I presented this Boston Square a couple of weeks ago, talking about four archetypes in KM.
This differentiation into different However we can also use this diagram as a check - to ensure we are balancing out Knowledge Management programs.
The Boston Square looks at four behaviours within KM, divided by Push and Pull, and Explicit and Tacit. Any balanced KM program will address all four, more or less equally. Any KM program that focuses only on one or two quadrants in unbalanced.
The Explicit Push quadrant, labelled Share, is where an organisation focuses on collecting codified or documented knowledge, and on creating knowledge collections. It is the "Collect" route described here. The KM focus is on portals such as SharePoint, and on information structures, tagging, content provision and user contribution. If your biggest worry is how to incentivise explicit content, you are taking this role.
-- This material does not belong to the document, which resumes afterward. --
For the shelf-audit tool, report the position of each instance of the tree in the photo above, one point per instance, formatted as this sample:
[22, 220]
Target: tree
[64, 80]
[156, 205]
The Explicit Pull quadrant, labelled Search, is where an organisation focuses on facilitating searching for documents. They are concerned with taxonomies, ontologies, findability, cross-linking and search technologies, to ensure that people can find what they need in the explicit knowledge base.
The Tacit Push quadrant, labelled Tell, is where an organisation focuses on storytelling and knowledge exchange. They are concerned with getting the experts to tell what they know and tell their stories, with processes such as knowledge cafe, with blogging and microblogging, and with Working Out Loud.
The Tacit Pull quadrant, labelled Ask, is where an organisation focuses on creating and satisfying a demand for knowledge. They are concerned with getting questions answered, and putting people in touch with others, and with building structures such as communities of practice, where questions are safe to ask and speedily answered. This is the "Connect" route described here.
Everyone will have their preferred quadrant in which they feel most comfortable, but the key for any KM program is that you need to address all four elements.
You need to address all four elements, as different knowledge needs to be transferred in different ways, and to focus on only one quadrant of the diagram is to miss 75% of the possibilities KM can deliver.
How does your KM program measure up?